Shortly after the interview was released, a wave of domain experts entered the conversation on social media - urging Gates to spend more time studying the nuance of livestock production.
Gates’ narrow-minded claims about the impacts of livestock on the environment fail to recognize that not all grazing systems are created equal. While centralized animal feeding operations (CAFOs) are bad for the planet, claiming that all forms of meat production are destructive is patently false. Rather than halting the appetite for real meat by broadly discouraging its consumption, a better way to catalyze systemic change would be to concentrate efforts on where animals add the most value. In fact, a 2019 report by the United Nations Food and Agriculture Organization (FAO) determined that:
- 86% of the forages, crop residues, and other by-products that comprise livestock feed is not suitable for human consumption.
- Animal products account for 18% of global calories and 34% of global protein consumption. The FAO also found that in Latin American countries, low carbon livestock production systems contribute to food security, as they produce more valuable nutrients for humans (such as proteins) than they consume.
- Of the 2.5 billion hectares needed for livestock production, 77 percent are grasslands - areas where the vegetation is dominated by grasses. And a large share of existing pastures could only be used for grazing animals because they are too degraded for cropland.
When naive gatekeepers assert that “meat is bad” and end it there, we miss the chance to inform consumers about how to source protein that can nourish them and breathe new life into degraded land.
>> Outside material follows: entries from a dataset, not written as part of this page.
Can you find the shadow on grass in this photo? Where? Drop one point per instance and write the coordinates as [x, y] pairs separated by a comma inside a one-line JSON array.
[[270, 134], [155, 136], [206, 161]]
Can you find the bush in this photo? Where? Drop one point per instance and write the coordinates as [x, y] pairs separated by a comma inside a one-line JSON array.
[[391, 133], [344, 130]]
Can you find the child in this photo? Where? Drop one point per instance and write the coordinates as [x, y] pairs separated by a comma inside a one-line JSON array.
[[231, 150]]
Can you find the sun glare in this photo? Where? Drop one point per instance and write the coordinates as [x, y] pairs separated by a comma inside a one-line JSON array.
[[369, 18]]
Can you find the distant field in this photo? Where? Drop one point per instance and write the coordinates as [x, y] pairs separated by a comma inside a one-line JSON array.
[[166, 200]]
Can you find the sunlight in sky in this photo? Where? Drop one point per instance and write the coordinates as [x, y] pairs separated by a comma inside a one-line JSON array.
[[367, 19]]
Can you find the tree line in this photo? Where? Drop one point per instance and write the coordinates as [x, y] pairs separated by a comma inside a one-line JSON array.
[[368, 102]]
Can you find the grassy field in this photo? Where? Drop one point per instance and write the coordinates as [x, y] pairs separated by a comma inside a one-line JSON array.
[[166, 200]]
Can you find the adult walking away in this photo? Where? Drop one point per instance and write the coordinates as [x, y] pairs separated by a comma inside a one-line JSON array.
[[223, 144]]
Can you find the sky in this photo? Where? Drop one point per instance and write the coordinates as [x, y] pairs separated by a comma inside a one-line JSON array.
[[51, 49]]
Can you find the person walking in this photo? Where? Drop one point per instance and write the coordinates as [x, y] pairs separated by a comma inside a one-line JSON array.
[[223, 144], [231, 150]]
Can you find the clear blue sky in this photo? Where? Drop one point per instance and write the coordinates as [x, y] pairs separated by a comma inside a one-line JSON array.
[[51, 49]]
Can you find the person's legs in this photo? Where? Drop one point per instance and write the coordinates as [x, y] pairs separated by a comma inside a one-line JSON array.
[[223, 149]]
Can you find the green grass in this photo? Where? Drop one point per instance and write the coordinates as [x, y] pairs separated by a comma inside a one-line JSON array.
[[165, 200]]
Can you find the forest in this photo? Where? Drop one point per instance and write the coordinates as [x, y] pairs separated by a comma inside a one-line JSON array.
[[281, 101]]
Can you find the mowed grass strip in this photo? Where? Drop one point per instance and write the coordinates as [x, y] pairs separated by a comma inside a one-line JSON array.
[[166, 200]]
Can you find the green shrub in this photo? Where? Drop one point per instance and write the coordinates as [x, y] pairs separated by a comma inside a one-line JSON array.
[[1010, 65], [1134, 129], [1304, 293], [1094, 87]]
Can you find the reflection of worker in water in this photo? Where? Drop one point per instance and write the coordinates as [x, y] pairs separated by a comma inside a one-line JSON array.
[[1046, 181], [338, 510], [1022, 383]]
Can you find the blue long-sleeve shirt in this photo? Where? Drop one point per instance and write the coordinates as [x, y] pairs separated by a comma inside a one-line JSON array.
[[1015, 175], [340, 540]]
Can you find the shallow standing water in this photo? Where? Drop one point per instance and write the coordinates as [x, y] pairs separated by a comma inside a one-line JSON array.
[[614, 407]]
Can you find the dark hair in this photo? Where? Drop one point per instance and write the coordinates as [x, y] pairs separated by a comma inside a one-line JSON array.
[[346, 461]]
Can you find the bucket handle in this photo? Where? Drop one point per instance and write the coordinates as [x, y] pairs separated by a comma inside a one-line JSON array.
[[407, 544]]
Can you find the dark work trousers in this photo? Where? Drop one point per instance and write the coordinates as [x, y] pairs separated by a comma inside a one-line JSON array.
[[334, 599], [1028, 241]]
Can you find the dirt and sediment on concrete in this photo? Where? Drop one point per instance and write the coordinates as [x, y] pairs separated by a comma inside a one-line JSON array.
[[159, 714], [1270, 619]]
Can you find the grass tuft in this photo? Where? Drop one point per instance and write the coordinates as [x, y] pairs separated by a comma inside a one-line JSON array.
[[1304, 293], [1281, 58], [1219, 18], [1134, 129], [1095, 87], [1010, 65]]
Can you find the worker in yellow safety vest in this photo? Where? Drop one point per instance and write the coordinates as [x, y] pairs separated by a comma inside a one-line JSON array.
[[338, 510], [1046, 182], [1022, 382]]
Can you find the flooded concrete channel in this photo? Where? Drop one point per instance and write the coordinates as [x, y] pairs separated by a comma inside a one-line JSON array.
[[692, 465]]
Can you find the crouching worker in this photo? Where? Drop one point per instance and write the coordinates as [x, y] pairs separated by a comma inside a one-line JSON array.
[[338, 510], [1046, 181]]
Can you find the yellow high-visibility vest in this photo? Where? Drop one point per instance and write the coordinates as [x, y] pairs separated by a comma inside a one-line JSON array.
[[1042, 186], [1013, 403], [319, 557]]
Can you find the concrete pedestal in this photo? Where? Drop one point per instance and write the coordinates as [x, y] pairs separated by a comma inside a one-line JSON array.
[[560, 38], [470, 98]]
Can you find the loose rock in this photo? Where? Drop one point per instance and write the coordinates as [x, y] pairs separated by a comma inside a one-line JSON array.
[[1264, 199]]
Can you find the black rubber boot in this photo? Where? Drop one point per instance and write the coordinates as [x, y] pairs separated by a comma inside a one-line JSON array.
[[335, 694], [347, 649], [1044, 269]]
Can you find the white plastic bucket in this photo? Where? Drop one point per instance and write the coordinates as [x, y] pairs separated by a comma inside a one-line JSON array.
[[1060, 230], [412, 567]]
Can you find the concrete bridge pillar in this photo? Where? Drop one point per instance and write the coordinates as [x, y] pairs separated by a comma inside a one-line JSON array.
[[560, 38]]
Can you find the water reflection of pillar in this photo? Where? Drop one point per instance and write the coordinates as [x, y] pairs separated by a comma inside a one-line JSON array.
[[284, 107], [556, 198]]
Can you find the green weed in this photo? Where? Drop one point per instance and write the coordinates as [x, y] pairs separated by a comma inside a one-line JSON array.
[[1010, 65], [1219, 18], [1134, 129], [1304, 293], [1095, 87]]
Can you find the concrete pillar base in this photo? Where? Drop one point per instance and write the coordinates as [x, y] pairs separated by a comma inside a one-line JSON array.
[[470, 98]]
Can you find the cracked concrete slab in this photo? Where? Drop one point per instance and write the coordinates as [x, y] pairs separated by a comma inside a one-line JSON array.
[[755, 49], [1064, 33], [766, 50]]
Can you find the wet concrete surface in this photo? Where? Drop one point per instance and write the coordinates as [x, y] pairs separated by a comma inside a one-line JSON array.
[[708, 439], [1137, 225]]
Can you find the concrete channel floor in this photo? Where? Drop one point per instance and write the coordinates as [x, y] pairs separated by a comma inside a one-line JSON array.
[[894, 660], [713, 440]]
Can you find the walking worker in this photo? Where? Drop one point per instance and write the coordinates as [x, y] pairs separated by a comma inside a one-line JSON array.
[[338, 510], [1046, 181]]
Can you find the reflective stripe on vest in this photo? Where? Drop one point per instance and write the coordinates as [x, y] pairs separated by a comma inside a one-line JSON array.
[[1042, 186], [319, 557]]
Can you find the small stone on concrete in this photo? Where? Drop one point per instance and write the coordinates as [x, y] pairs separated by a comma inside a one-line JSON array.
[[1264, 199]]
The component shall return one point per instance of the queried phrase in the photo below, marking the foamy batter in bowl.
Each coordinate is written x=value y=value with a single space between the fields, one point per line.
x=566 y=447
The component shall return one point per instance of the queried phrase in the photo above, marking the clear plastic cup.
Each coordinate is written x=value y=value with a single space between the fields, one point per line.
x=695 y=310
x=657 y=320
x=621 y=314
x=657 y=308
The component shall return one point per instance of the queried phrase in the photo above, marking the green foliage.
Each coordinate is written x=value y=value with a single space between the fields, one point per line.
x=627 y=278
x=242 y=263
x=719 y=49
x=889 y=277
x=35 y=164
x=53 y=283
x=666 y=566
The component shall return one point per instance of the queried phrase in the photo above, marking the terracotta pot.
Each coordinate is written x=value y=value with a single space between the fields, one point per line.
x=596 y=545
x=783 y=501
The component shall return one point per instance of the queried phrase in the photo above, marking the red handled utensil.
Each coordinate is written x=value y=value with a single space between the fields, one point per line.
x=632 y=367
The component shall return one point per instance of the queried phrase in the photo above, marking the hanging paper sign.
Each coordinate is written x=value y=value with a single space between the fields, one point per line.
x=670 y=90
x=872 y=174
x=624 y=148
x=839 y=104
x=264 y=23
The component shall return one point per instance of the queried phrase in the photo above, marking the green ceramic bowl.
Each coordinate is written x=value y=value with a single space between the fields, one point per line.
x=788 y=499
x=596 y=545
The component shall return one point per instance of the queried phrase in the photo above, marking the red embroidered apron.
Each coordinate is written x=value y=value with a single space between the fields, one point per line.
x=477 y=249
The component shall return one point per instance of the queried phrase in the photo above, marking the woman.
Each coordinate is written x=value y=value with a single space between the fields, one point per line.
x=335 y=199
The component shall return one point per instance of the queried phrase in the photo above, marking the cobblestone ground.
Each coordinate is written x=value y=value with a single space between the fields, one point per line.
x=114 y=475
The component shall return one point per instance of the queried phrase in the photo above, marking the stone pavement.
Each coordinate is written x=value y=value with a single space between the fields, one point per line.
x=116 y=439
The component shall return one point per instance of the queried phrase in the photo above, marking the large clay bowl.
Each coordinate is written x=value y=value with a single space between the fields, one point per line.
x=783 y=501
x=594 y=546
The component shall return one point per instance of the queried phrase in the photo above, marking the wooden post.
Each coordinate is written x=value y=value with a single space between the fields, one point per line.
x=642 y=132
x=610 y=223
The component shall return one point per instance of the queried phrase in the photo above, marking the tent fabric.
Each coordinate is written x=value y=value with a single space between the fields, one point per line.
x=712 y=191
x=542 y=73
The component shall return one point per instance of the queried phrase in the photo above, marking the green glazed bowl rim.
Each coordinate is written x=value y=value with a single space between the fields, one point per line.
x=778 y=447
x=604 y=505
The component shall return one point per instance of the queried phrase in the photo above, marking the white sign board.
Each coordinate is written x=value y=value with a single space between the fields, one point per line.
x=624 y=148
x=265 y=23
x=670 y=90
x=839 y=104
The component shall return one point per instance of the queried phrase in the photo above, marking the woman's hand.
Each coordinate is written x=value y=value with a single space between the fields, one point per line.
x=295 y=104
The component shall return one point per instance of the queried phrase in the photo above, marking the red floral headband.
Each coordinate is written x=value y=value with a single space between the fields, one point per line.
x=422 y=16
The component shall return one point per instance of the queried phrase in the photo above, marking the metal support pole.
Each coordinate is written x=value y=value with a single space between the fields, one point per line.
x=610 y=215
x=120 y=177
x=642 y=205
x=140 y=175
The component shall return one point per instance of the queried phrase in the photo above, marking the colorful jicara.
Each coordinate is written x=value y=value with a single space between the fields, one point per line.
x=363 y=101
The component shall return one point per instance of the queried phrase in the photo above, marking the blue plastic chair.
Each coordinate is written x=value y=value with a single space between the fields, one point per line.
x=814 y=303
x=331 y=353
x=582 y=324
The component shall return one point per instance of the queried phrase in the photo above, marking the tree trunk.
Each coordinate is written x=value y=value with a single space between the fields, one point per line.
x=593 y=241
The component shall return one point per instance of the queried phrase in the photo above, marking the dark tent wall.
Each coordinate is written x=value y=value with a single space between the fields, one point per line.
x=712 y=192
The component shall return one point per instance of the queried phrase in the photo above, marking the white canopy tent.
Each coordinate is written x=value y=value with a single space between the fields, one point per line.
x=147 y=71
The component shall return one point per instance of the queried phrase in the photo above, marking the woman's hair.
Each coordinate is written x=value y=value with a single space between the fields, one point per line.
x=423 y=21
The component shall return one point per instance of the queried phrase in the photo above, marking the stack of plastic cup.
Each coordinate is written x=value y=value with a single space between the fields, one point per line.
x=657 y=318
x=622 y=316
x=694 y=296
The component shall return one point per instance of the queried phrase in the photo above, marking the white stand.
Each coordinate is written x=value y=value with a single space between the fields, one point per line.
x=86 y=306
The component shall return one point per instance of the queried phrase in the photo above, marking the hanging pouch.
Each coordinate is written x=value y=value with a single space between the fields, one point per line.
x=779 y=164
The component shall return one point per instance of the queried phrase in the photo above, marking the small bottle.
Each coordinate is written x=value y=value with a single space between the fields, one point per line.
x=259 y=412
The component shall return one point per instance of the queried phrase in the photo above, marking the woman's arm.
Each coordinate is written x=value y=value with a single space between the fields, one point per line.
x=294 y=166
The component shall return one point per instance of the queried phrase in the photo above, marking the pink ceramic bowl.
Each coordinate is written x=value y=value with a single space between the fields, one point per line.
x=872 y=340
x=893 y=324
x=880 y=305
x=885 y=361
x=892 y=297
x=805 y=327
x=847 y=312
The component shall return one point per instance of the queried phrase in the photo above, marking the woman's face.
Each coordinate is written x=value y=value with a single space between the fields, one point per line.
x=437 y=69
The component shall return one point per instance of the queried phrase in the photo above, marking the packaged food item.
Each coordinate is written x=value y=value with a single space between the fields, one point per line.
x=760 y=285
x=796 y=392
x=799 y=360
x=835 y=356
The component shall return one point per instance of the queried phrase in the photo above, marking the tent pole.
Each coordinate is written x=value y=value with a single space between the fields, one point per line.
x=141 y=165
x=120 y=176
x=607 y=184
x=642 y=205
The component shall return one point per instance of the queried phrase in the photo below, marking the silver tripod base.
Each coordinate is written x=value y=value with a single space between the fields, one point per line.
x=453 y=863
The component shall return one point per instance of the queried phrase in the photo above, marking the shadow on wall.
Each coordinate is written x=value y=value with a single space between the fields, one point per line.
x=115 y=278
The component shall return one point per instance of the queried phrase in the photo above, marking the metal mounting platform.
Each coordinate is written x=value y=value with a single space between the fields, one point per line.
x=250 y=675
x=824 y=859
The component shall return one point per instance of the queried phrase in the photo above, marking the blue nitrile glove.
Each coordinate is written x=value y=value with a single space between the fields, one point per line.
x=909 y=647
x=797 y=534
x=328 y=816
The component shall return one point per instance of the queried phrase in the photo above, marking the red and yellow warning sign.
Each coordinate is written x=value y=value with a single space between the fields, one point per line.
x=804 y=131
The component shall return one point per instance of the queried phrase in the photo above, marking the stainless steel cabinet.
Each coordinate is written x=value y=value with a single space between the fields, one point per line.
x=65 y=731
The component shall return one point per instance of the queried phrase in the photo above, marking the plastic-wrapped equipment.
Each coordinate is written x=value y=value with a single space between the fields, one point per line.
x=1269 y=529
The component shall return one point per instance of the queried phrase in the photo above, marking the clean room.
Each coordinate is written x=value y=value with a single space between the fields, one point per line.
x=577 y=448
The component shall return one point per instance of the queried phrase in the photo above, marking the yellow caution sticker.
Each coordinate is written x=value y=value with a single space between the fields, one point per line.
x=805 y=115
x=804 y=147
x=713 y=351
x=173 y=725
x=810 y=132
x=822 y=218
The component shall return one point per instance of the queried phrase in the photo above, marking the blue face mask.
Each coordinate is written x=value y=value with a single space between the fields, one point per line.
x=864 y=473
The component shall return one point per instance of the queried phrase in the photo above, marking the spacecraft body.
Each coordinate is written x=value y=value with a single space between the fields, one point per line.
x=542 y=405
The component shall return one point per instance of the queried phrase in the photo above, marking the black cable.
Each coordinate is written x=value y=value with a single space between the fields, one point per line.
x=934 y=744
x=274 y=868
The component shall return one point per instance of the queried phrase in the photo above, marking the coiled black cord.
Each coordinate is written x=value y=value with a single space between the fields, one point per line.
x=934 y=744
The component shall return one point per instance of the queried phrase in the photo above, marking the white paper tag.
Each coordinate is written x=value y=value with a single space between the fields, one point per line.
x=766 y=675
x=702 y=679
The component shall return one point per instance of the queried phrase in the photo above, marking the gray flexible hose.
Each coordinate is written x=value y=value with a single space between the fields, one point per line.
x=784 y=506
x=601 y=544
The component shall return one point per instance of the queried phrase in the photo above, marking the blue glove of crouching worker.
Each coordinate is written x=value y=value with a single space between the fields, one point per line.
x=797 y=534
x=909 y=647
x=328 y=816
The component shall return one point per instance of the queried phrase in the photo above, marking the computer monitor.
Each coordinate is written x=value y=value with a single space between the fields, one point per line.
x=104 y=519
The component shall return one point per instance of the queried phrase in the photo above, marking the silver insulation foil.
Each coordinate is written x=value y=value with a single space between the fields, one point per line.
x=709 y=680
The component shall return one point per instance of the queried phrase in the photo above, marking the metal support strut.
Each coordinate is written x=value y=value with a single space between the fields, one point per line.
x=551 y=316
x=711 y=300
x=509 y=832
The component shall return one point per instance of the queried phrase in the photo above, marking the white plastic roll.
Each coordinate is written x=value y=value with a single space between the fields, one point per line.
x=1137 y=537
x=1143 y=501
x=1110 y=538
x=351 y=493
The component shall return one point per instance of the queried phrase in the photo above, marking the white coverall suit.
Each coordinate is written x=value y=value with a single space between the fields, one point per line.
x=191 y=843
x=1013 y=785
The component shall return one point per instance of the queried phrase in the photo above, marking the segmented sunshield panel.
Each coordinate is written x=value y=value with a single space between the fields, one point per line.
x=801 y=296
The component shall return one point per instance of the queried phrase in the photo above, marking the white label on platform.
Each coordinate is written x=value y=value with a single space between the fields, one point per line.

Gates himself has noted that for the poorest countries, lab-grown meat substitutes will not be economically viable enough to displace beef. We must acknowledge that over 820 million people suffer from hunger or malnutrition. And more than 383 million people living below the international poverty line are pastoralists or smallholders relying on livestock for food security and income. Therefore, we should invest in the regenerative grazing sector to increase food security, restore marginal land, and expand the demand for regenerative graziers who serve as ecological service providers.
Listen: It is no secret that industrial agriculture is destructive to the welfare of people, animals, and the planet. On the other end of the continuum are regenerative practices that increase the complexity of farmland. When there is a continual increase in biodiversity in an agro-ecosystem, it produces higher yields, more profit for producers, and better-quality food. In this mini-episode of The Doctor’s Farmacy, Mark Hyman discusses how consumers can vote with their dollars and our forks for a more sustainable food system. The easiest way to do so is by eating like a “regenetarian,” the ninth principle of his Pegan Diet. This 21-principle framework serves as a definitive guide for using food as medicine and consuming in a way that revitalizes the planet and humanity.